ATLANTA – State Representative Lee Hawkins (R-Gainesville), Chairman of the House Health Committee, applauds the final passage of Senate Bill 72, The Hope for Georgia Patients Act, which would create new treatment options for children with rare diseases and cancer patients and allow those patients with a life-threatening disease to try individualized treatments that would otherwise not be available.
“The Hope for Georgia Patients Act is another example of how the Georgia legislature is leading the way in helping ordinary people in concrete ways,” said Chairman Hawkins. “This bill cuts through federal red tape that is blocking patients from getting lifesaving care in their communities. With this legislation in place, Georgia residents can work with their own doctor and their own hospital to get the treatments they need, surrounded by the love and support of their family and friends.”

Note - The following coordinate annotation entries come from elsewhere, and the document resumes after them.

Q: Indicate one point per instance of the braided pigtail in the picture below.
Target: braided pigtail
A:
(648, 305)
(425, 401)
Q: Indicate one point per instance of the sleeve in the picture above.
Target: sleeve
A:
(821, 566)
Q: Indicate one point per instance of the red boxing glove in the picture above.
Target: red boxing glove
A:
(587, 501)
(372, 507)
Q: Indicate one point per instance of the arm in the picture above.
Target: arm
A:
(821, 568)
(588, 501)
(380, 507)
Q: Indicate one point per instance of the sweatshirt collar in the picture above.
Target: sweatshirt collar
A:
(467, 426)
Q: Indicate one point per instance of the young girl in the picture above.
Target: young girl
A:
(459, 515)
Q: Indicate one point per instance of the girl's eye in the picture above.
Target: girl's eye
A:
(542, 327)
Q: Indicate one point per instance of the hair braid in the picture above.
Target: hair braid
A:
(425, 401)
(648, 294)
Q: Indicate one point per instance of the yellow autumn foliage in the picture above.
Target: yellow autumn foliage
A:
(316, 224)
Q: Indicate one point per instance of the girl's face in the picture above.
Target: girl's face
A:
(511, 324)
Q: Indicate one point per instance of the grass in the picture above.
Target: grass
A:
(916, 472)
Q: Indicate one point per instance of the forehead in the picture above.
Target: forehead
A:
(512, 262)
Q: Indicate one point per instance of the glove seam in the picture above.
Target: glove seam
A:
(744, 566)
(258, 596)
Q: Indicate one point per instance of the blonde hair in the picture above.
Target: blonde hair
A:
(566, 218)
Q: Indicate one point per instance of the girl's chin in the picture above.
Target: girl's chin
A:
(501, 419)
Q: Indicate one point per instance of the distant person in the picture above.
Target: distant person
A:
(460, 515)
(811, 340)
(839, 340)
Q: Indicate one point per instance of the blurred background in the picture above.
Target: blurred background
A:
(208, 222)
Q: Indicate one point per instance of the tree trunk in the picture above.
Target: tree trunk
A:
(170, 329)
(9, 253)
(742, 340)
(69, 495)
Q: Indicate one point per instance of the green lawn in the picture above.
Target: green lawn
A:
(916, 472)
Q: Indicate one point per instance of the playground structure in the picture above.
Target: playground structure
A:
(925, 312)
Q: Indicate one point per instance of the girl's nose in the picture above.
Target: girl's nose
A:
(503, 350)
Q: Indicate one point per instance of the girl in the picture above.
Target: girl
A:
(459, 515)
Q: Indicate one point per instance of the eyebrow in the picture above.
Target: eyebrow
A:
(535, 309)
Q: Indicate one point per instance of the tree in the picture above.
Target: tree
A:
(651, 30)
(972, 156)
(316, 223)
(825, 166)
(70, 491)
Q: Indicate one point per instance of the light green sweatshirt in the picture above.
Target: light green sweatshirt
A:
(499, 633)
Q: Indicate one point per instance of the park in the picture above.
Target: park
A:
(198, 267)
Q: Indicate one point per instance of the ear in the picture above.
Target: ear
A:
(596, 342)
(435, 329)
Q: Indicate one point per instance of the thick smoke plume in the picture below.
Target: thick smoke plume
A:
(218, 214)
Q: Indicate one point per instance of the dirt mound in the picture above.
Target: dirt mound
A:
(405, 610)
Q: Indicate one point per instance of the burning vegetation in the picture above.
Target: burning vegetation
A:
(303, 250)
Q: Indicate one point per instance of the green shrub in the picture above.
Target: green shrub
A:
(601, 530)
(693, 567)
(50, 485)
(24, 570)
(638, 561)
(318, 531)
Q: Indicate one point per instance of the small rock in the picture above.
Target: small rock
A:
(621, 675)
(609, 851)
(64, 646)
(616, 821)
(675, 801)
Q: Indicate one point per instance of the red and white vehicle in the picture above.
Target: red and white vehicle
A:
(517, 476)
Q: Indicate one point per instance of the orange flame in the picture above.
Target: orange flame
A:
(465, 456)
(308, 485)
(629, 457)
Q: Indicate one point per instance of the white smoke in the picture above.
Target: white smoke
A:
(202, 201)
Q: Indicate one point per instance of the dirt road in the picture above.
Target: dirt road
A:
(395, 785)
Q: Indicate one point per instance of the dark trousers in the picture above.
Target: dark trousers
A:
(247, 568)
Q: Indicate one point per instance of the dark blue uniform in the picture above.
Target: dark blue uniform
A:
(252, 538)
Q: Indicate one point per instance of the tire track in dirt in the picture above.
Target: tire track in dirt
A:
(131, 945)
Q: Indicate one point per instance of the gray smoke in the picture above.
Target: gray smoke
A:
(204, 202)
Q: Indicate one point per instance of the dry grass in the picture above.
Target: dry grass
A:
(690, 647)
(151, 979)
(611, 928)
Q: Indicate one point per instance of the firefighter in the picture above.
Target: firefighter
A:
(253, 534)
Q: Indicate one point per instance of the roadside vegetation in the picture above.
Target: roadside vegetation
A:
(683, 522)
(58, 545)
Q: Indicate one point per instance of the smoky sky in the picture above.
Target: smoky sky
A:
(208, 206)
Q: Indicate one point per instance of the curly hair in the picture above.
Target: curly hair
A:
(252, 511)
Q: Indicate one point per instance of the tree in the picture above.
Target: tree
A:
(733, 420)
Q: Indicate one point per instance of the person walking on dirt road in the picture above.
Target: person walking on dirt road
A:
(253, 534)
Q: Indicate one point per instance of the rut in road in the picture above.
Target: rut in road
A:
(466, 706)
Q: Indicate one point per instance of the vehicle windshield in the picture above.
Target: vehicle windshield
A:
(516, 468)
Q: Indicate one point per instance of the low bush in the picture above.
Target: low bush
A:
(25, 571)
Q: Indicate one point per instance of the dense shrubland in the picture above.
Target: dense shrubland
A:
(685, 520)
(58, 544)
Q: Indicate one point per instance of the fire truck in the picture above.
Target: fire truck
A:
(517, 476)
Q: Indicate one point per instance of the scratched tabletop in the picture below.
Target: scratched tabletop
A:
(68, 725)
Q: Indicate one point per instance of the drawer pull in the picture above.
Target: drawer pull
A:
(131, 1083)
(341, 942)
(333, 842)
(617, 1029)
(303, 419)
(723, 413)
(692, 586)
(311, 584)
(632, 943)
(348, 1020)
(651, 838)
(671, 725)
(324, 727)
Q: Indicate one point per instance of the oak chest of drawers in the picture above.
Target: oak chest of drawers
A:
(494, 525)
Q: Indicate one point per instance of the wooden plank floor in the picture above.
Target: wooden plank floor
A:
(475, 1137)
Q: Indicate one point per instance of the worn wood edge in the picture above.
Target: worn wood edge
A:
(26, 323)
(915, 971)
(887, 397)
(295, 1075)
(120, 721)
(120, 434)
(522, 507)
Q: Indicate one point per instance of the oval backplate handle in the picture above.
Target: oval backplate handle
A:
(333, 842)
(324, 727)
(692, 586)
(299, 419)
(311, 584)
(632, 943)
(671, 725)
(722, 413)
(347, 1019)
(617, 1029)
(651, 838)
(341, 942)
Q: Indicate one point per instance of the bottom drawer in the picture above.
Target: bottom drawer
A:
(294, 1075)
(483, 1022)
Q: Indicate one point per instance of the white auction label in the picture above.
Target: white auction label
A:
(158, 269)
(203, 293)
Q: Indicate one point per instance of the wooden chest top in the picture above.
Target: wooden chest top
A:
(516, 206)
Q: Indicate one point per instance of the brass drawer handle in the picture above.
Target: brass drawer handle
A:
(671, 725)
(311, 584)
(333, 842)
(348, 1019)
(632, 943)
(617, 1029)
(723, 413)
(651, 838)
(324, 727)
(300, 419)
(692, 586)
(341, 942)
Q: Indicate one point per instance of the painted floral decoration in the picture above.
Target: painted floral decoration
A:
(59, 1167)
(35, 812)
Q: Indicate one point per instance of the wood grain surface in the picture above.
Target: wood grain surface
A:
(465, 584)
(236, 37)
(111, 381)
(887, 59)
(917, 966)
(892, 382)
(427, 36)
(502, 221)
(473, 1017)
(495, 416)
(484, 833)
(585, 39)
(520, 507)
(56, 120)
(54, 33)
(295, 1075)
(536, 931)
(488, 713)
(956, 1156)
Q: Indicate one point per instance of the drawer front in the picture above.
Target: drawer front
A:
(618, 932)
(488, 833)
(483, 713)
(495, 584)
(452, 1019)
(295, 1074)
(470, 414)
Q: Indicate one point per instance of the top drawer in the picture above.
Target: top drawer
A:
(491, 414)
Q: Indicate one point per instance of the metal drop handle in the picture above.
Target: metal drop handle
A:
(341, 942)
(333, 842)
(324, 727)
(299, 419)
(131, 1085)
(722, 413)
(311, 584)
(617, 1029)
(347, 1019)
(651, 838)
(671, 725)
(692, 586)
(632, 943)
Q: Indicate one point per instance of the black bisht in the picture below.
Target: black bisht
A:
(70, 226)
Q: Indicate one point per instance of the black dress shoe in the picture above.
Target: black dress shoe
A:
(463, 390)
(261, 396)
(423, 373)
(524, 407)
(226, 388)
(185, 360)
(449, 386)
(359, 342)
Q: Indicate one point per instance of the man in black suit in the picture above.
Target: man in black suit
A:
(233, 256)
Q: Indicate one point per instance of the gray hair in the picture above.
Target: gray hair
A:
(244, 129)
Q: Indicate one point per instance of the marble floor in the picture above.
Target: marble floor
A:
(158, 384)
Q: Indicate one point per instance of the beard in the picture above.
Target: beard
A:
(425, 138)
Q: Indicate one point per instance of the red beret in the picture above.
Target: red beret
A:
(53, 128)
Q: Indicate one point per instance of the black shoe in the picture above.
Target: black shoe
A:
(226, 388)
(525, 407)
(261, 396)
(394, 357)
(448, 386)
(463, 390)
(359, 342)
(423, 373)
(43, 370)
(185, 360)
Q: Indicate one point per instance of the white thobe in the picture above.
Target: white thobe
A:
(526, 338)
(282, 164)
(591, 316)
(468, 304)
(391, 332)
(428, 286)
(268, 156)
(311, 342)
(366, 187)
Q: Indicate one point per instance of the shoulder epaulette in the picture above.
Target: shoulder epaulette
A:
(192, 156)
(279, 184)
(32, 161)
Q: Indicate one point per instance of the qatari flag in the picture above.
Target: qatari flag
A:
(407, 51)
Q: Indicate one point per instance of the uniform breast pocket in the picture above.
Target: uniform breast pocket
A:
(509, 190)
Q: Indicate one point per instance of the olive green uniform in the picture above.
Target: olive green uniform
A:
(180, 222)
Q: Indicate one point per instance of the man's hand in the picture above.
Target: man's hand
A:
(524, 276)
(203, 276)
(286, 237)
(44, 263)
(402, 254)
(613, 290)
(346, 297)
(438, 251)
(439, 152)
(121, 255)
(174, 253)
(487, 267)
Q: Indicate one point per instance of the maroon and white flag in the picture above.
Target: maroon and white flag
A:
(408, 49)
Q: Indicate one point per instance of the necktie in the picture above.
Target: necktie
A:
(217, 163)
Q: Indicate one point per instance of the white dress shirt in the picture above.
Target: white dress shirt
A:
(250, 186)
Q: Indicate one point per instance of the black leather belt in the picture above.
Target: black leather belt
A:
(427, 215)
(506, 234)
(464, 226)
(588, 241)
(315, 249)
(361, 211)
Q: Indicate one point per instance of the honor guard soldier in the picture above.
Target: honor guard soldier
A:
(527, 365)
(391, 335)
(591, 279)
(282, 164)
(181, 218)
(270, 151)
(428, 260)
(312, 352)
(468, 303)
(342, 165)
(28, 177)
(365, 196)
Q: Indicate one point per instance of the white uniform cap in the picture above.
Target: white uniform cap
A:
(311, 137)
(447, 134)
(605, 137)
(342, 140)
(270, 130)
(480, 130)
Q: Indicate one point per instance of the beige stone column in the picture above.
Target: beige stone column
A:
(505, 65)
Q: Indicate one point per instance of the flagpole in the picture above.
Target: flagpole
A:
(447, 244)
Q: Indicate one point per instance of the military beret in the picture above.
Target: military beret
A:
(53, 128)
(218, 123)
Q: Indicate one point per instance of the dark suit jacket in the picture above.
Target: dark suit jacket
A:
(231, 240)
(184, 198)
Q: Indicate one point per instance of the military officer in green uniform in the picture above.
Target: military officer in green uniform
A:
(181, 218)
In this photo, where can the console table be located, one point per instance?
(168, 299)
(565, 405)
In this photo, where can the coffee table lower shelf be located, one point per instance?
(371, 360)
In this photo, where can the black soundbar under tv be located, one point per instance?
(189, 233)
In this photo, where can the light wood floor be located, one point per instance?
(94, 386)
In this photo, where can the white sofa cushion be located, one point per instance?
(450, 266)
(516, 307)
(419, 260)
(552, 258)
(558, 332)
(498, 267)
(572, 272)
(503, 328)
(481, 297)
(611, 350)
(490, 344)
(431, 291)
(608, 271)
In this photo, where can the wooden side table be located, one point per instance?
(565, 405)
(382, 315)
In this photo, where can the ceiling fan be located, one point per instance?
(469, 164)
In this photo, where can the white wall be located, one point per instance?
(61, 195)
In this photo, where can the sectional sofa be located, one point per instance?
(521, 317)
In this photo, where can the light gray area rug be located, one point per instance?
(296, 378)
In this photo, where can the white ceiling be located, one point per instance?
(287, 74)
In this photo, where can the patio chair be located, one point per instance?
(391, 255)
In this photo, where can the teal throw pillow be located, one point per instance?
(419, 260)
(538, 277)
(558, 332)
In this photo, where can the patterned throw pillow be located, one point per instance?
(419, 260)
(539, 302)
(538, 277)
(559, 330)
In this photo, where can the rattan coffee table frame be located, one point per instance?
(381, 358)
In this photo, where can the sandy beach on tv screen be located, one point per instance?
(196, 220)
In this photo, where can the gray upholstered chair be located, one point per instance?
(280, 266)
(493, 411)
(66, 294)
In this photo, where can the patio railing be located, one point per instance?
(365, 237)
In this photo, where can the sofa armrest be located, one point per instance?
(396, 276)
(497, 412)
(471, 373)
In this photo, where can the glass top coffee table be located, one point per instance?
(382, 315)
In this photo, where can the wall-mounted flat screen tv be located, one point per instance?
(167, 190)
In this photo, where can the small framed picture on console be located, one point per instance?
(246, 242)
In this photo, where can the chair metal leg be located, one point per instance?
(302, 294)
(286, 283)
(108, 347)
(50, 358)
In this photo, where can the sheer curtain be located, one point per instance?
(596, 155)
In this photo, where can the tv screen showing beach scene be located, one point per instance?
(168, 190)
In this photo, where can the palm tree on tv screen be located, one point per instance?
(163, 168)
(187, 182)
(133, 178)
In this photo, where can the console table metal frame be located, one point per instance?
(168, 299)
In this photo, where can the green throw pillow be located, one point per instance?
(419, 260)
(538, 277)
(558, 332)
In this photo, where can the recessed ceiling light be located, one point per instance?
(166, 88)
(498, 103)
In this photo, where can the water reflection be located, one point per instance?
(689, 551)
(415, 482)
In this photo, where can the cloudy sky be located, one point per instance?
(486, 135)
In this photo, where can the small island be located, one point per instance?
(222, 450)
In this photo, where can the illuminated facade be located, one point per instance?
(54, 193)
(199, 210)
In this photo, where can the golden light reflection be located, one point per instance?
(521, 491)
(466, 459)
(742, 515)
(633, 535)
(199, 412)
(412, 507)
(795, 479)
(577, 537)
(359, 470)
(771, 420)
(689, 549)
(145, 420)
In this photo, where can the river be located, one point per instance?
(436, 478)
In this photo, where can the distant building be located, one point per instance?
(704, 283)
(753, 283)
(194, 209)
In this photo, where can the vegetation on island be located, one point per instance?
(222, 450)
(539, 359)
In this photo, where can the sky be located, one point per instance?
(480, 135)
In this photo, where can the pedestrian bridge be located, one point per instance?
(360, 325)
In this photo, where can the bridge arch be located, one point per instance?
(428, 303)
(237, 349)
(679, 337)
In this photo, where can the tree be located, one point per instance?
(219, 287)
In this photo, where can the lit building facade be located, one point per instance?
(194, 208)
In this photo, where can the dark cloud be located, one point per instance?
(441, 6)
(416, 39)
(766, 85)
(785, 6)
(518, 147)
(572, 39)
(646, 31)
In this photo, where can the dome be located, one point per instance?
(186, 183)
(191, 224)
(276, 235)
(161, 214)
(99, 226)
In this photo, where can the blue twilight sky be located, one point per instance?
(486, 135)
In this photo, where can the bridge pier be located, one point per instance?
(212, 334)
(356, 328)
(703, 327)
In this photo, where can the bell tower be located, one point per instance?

Sponsored in the Senate by State Senator Matt Brass (R-Newnan) and carried in the House by Chairman Hawkins, SB 72 would provide legal and ethical protections so that patients and doctors can use individualized treatments customized for each person. These treatments would be safer and cause fewer side effects because they are uniquely tailored to a person’s DNA. Such treatments are not widely available in the United States because the FDA does not have a system in place for approving treatments that only serve small patient populations.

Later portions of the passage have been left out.